Whom God would destroy He first sends mad.

The wife has been so distracted by the death of Oom Johnnie, that she's now a thin edge away herself from daylight clear level-headedness. She moves about in a daze and mumbles, ‘Me, I don't want to talk. I don't want to talk. I don't want to talk.’

But the yard in which she lives has become the talk of Malay Camp (Ferreirastown). And in that Doom Room, now occupied by two brothers, it looks like violence plans to strike again. Now, these two brothers are very fond of each other. The other day they had been having a brotherly drink together. They got a little high. When they got home the elder brother just suddenly attacked his kid brother. They had a wild fight, throwing in everything they could lay hands on, kicking, biting, fisting. They smashed two of the large window panes of the Doom Room. By the following day when I got there they had contracted a sulky truce, and it was obvious there was no longer as much bad blood between them. But the people in the yard intimated to me in hushed whispers that they knew it was the jinx over the room striking again.

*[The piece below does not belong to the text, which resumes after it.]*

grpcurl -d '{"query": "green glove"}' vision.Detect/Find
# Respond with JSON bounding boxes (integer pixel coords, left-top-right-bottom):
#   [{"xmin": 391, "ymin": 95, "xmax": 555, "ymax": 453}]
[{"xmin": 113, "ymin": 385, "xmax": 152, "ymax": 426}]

I think, however, there is a much simpler explanation. Next to Maria Fourie's room there's another room whose role in this business is much more ominous than people realize. This is the room where they sell Barberton in a big way. African men come from the neighbouring mines, the town, and industrial concerns for their mugful of Mbamba. But Barberton is a poison made in such a way as to give a quick kick. It is made of bread, yeast and sugar. Its main characteristic is that it is ‘raw’ (swiftly prepared) liquor. One of its commonest effects is upon the skin which it peels off and sallows. People get red lips and purulent black pimples on the face. But it has made those who have drunk it for a long time raging madmen, especially in fights. Here then may lie the answer to the mystery of the yard of lunatics. Some people have fed too long, and too much on a poisonous concoction. It has made them sick and driven them mad.